IP anycasting allows a single name server IP address to exist in multiple locations at a given time. In this approach, DNS requests are routed between a single source (the client’s DNS recursive name server) and the topologically closest authoritative node. In theory, the client reaches the topologically closest anycast instance, as determined by Internet routing protocol metrics; however, all instances are configured with the same IP address and provide exactly the same service.

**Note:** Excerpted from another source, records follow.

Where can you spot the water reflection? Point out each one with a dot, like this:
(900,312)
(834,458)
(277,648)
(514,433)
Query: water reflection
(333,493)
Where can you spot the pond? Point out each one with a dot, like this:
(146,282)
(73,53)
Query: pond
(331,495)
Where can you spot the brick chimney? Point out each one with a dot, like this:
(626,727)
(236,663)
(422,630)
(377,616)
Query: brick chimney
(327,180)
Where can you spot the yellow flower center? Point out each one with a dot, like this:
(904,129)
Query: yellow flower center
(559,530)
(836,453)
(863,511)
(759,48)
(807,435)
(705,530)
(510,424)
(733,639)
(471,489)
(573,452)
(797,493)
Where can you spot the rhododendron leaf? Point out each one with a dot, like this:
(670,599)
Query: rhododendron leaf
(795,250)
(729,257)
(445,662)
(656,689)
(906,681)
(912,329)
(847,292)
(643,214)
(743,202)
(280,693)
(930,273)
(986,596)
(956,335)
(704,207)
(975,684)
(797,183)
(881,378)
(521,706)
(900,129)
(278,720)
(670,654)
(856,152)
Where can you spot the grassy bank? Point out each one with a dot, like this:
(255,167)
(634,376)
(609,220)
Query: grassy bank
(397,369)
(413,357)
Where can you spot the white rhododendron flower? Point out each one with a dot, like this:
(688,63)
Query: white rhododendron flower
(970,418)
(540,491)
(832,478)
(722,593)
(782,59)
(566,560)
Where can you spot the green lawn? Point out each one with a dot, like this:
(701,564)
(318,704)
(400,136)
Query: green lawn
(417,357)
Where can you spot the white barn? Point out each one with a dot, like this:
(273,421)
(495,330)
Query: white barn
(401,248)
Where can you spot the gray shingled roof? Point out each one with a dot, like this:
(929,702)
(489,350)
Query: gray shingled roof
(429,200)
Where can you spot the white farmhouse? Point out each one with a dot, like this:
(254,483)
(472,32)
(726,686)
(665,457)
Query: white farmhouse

Although anycast is ideal in environments with highly variable routing conditions and short-lived, connectionless transactions, the possibility of transient routing systems or forwarding path changes lessens its suitability for long-lived, persistent TCP transactions and similar scenarios. In all cases, anycast must be configured carefully to avoid widespread resolution failure.
ANYCAST BENEFITS AND CHALLENGES
- Enables organizations to expand footprint and capacity available on a given IP service address.
- Reduces latency and enhances performance by optimizing for client proximity to authoritative name servers.
- Helps balance, distribute, and localize query loads.
- Provides massive scalability via inherent caching processes and a distributed, decentralized resolution database architecture.
- Strengthens resistance to denial of service (DoS) and distributed denial of service (DDoS) attacks by increasing redundancy and distributing resolution activities across more geographically disperse locations.
- Occasionally succumbs to resolution anomalies or conflicts that impede resolution and compromise availability; occasionally introduces difficult-to-diagnose pockets of suboptimal routing when new servers use new paths to resolve an IP address.
- Increases complexity of configuring zones, distributing zone updates, and maintaining near real-time zone coherency.
- Potentially interferes with performance monitoring. IP-based monitoring is topologically dependent on the underlying routing system. Depending on the system’s routing preferences, some monitoring queries may be directed to the wrong servers, simply because those servers respond more quickly than others in the zone.
- Impairs troubleshooting and problem diagnosis. Identifying a specific anycast instance or corresponding intermediate network elements that could be causing problems for a given set of clients is significantly more difficult.
- Increases difficulty of detecting security threats. Detecting rogue routing system elements (e.g., route hijacks), static routed instances (only visible in the data path), and Byzantine failures is more difficult when systems become more complex, and a single persistent and more deterministic data path to the service address no longer exists.